« On emporte un peu sa ville/Aux talons de ses souliers/Quand pour vivre plus tranquille/On doit tout abandonner » chantait Enrico Macias jadis. Mais est-ce toujours vrai ? On peut devoir tout abandonner et ne rien emporter dans ses pas. Pire, on peut s’adonner méthodiquement à tout oublier, à ne rien garder, à tout perdre de son passé, comme une amnésie décidée, décrétée.

En 2017, Alice Zeniter petite fille de harkis recevait le prix Goncourt des lycéens pour son roman, L’art de perdre (Éditions Flammarion) Cette pièce en est la libre adaptation et disons-le d’emblée, une adaptation fort réussie ! 

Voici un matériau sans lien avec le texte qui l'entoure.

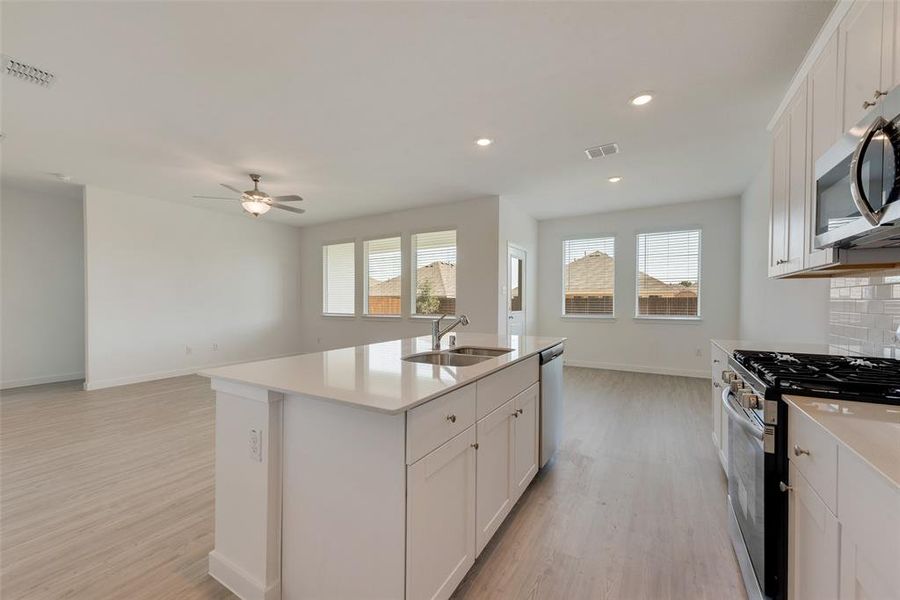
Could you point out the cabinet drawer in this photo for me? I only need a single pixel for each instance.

La mémoire de la famille Zéniter est comme tant d’autres familles de harkis marquée injustement du sceau de l’infâmie et ce aux yeux des deux camps qui se sont affrontés durant la guerre d’Algérie : pour l’armée française les harkis collaboraient et trahissaient leur pays au profit de la France et pour le FLN, ils collaboraient et trahissaient leur pays, l’Algérie. Car les harkis croyaient en la France, en particulier quand les pères avaient combattu dans la Grande Guerre. En 1962, ils ont cru que le pays de l’Égalité s’occuperait dignement d’eux. Dans le cas Zeniter, le grand-père a posé à son arrivée à Marseille une sorte d’interdit de mémoire et de paroles sur le passé kabyle de la famille. Dans « Zeniter » il y a « terre », il y a « nie » de nier et cela ne s’est pas fait de façon « zen »…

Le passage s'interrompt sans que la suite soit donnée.